3D Matrix Multiplication in R - r

I have a simple problem. I want to multiply a 3D array by another 3D array in R without using a for-loop.
To illustrate:
Suppose I have a 1x3 matrix A:
[A1, A2, A3]
And I have a 3x3 matrix B:
[B1, B2, B3 \\
B4, B5, B6 \\
B7, B8, B9]
My main operation is A %*% B resulting in a 1x3 matrix.
But now I want to repeat the process 10,000 times, each with a different A and B of the same dimensions as above. I can use a for-loop
for (i in 1:10000) {
A[i] %*% B[i]
}
Then I can store the 10,000 values.
But is there any way to achieve the same thing without using a for-loop. I am thinking of possibly a 3D array multiplication.

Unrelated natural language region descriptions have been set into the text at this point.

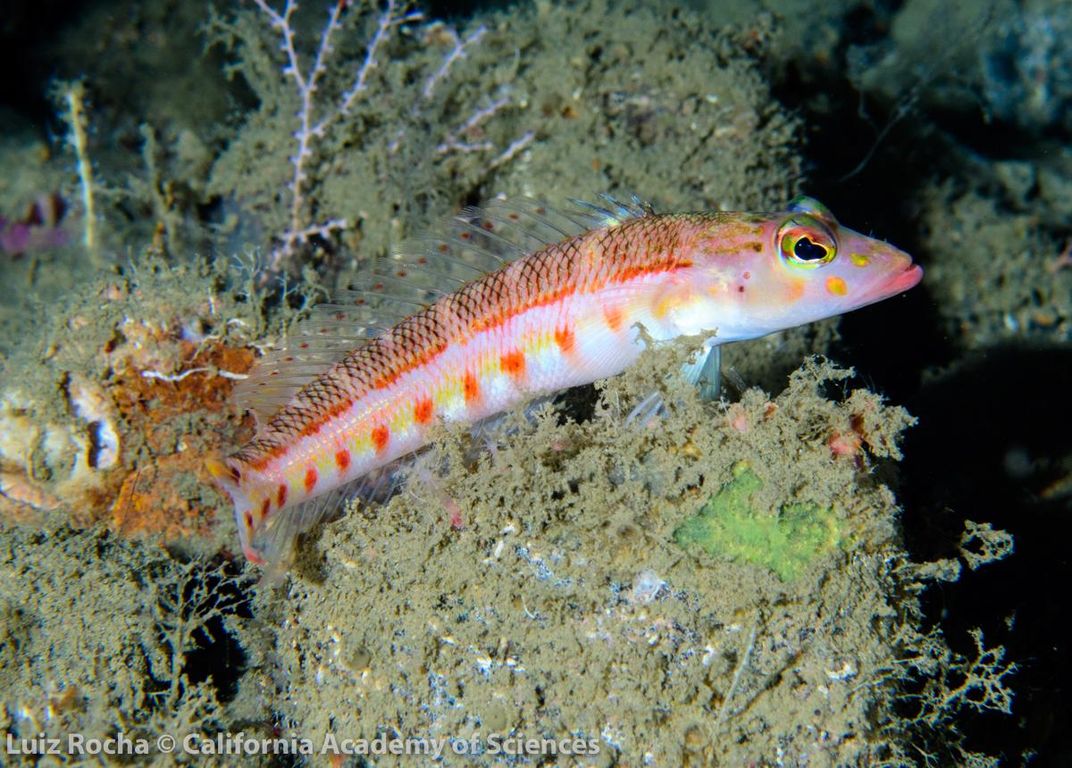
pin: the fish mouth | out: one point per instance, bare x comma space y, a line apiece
892, 285
905, 280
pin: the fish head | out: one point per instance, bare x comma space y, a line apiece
798, 266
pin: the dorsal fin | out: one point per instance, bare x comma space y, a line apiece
471, 245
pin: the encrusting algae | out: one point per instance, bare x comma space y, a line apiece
785, 540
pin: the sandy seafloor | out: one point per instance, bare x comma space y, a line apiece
857, 557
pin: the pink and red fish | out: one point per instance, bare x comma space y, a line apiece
514, 303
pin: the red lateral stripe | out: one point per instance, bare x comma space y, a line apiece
628, 252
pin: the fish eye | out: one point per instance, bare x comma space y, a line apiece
804, 241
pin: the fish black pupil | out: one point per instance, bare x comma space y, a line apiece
808, 251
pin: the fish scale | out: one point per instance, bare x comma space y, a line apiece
564, 312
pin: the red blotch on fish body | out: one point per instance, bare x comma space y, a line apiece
380, 438
512, 364
342, 459
613, 318
472, 388
422, 411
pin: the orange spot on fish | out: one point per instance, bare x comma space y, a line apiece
512, 364
565, 339
613, 318
342, 459
836, 285
422, 411
380, 437
472, 388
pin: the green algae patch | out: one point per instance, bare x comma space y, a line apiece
730, 525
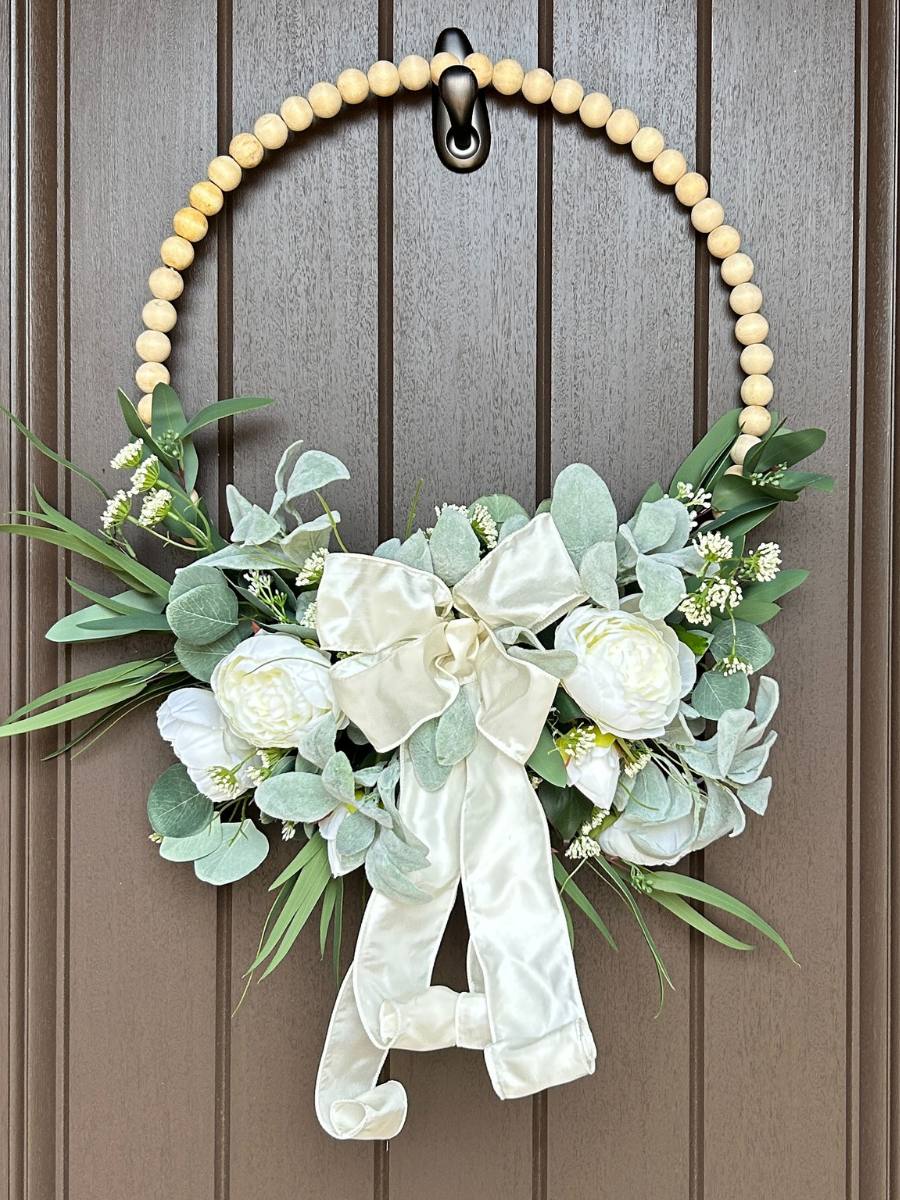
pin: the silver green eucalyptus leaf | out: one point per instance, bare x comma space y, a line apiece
599, 568
423, 755
661, 587
502, 508
312, 472
455, 735
204, 613
186, 850
756, 796
582, 509
355, 834
455, 547
294, 797
715, 693
337, 778
255, 527
317, 742
513, 525
243, 849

But I am not sure how to do this in R.
Matrix A: 1 x 3 x 10000
[A1, A2, A3]
Matrix B: 3 x 3 x 10000
[B1, B2, B3
B4, B5, B6
B7, B8, B9]
Also, would vectorization help?
Can you guys please help? Thank you!

There are several ways to accomplish this with array multiplication. The price you pay is to reformat the matrices into much larger tensors with many zeros. Those are sparse, by definition, and so the principal cost is the overhead for conversion. It's actually superior to a loop by the time you have 10,000 arrays to multiply.

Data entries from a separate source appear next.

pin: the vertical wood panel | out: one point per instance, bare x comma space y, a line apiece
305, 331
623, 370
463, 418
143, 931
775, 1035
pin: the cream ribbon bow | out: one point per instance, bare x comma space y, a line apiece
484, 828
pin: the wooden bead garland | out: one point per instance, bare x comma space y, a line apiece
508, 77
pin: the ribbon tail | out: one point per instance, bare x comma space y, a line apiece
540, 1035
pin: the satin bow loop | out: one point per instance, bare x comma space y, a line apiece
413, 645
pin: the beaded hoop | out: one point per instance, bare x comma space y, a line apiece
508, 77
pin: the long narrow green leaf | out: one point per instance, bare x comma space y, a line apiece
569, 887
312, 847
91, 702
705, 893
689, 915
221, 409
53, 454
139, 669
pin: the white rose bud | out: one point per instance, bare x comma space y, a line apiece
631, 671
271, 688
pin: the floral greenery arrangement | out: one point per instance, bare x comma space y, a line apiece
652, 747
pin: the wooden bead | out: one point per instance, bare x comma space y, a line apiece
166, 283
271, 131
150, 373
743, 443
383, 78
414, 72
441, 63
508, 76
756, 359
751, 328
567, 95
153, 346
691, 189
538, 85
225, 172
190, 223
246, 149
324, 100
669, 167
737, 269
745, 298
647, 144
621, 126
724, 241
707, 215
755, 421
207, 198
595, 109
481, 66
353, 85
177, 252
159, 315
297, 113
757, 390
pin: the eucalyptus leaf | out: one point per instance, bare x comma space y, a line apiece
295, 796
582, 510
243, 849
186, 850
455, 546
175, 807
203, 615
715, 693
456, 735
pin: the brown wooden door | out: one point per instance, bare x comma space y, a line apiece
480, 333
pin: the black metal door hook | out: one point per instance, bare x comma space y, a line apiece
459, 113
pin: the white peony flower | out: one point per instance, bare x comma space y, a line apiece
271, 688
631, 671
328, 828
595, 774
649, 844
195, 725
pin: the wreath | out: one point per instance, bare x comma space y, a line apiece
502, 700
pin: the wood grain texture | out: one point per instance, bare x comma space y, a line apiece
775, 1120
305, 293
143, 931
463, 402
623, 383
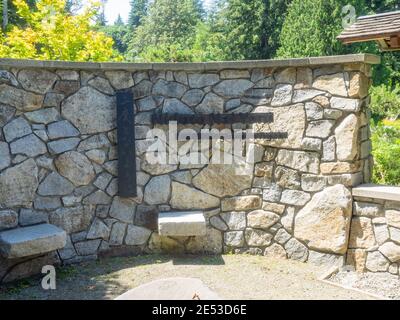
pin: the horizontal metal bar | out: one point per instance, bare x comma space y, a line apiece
210, 119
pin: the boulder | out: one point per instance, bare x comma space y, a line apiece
325, 221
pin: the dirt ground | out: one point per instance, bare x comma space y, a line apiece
230, 276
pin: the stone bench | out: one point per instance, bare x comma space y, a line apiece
181, 224
375, 191
30, 241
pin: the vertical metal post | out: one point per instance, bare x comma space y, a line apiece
127, 184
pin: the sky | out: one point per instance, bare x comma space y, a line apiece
122, 7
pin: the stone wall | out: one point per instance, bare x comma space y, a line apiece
58, 159
374, 244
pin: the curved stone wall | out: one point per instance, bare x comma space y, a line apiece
58, 158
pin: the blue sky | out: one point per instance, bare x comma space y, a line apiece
122, 7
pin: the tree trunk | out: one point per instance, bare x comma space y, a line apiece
5, 15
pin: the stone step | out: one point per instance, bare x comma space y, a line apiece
182, 224
30, 241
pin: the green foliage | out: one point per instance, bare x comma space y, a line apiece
167, 33
385, 101
386, 152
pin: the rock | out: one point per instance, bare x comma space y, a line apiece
346, 138
211, 104
72, 220
299, 160
5, 158
31, 146
325, 221
38, 81
120, 79
75, 167
368, 209
90, 111
282, 95
137, 236
55, 185
376, 262
345, 104
356, 258
287, 178
143, 89
20, 99
123, 209
87, 248
218, 223
117, 234
296, 250
221, 180
241, 203
325, 259
61, 129
102, 85
176, 106
94, 142
202, 80
193, 97
98, 230
232, 88
29, 217
295, 197
97, 198
18, 184
184, 197
329, 149
43, 116
261, 219
234, 238
6, 114
320, 128
63, 145
169, 89
303, 95
290, 119
333, 83
16, 129
391, 251
46, 203
275, 251
8, 219
257, 238
393, 218
158, 190
234, 220
8, 77
282, 236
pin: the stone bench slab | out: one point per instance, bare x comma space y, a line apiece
30, 241
377, 192
181, 224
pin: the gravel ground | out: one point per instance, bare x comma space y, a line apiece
230, 276
382, 284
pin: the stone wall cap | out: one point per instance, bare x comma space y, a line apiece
194, 67
377, 192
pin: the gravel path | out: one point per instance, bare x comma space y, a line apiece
382, 284
231, 276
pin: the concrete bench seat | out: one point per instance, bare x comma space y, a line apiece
30, 241
182, 224
377, 192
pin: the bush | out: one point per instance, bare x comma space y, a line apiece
386, 151
385, 102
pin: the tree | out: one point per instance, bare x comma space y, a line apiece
168, 31
138, 11
52, 33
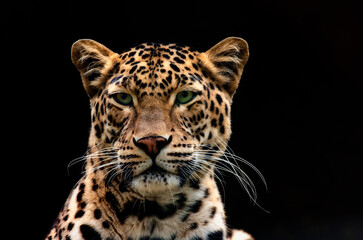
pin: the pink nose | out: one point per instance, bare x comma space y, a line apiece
152, 145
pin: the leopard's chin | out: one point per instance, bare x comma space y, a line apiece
155, 181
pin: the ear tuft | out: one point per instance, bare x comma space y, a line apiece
92, 60
226, 61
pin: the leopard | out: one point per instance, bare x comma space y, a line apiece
160, 123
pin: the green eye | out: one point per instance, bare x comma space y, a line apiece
184, 97
123, 98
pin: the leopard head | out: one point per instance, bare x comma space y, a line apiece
159, 111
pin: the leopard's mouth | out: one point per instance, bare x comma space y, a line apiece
155, 180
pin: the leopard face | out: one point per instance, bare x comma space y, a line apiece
159, 112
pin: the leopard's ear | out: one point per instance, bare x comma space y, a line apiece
225, 61
93, 61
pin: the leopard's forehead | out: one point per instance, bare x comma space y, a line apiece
156, 69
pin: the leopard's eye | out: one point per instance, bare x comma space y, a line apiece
123, 98
184, 97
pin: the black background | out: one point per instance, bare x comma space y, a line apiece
296, 115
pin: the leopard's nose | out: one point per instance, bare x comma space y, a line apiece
152, 145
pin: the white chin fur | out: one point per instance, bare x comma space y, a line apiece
155, 184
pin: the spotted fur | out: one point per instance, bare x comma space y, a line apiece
150, 164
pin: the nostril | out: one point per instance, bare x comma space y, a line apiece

Let n by the number of (A,B) pairs and k=3 the dimension.
The sleekest solution seems to be to reorganize the n rows of A (an n by k matrix) into an n*k by n*k block-diagonal matrix of k by k blocks. Block i, i=1..n, contains row i of A in its top row and otherwise is zero. Multiplying this (on the right) by B (arranged as a k*n by k matrix consisting of a "stack" of n blocks of dimension k by k) computes all the individual products, depositing them at rows 1, k+1, 2k+1, ..., of the result, where they can be picked out.
f3 <- function(a, b) {
require(RcppArmadillo) # sparseMatrix package
n <- dim(b)[3]
k <- dim(b)[2]
i0 <- (1:n-1)*k+1
i <- rep(i0, each=k)
j <- 1:(k*n)
aa <- sparseMatrix(i, j, x=c(t(a)), dims=c(n*k, n*k))
bb <- matrix(aperm(b, c(1,3,2)), nrow=n*k)
t((aa %*% bb)[i0, ])
}
As you can see, the array operations are basic: create sparse matrices, transpose arrays (with aperm and t), and multiply. It returns its results in a k by n array (which you may transpose if you prefer), one result vector per column.

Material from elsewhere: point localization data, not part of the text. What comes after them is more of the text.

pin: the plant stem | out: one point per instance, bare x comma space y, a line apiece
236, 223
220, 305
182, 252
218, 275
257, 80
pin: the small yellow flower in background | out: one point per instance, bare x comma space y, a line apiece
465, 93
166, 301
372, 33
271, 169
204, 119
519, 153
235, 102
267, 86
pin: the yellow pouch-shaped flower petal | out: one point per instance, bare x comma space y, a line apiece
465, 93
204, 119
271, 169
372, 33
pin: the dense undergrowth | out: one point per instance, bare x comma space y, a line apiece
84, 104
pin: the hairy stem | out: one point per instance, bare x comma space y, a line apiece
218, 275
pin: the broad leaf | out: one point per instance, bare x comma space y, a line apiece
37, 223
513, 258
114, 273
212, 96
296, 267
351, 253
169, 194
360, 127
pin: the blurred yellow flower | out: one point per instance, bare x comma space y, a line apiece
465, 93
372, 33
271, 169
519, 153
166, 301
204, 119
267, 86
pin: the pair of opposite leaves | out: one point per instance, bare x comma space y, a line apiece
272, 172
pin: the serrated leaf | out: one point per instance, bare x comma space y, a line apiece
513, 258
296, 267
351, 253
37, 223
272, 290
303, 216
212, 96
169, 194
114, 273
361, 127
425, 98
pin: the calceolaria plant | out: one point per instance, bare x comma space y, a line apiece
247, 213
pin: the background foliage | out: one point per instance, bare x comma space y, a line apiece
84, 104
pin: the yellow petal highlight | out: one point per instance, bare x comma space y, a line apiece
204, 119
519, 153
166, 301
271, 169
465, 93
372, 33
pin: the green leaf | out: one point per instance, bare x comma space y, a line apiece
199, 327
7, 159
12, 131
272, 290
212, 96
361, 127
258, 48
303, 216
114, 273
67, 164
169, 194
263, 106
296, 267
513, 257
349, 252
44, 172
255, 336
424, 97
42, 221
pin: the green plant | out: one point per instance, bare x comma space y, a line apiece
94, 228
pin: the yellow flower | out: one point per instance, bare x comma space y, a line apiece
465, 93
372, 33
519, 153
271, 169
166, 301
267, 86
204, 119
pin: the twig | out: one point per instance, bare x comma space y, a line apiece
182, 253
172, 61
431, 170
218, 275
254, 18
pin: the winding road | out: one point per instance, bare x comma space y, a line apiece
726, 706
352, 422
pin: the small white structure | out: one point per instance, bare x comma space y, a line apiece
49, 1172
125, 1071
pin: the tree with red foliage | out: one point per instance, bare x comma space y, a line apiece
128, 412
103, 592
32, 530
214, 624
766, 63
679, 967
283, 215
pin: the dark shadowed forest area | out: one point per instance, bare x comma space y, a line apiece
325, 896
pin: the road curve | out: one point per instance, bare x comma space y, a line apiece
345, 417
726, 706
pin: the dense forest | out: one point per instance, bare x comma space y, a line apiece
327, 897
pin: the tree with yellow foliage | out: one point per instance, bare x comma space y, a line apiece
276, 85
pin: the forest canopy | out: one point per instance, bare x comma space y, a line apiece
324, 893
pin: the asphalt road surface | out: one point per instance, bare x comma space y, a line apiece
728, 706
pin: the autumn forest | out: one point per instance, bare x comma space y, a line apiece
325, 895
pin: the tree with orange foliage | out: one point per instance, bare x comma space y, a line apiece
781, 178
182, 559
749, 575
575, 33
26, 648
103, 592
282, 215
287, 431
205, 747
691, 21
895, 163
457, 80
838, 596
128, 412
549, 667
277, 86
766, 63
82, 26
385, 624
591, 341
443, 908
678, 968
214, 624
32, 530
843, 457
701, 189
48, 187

As a test, here is a brute-force loop using the same array data structures.
f1 <- function(a, b) sapply(1:nrow(a), function(i) a[i,] %*% b[,,i])
We may apply these solutions to the same input and compare the results:
#
# Create random matrices for testing.
#
k <- 3
n <- 1e6 # Number of (a,B) pairs
a <- matrix(runif(k*n), ncol=k)
b <- array(runif(k^2*n), dim=c(k,k,n))
system.time(c1 <- f1(a,b)) # 4+ seconds
system.time(c3 <- f3(a,b)) # 2/3 second
mean((c1-c3)^2) # Want around 10^-32 or less
The results aren't completely equal, but their mean squared difference is less than 10^-32, showing they can be considered the same up to floating point roundoff error.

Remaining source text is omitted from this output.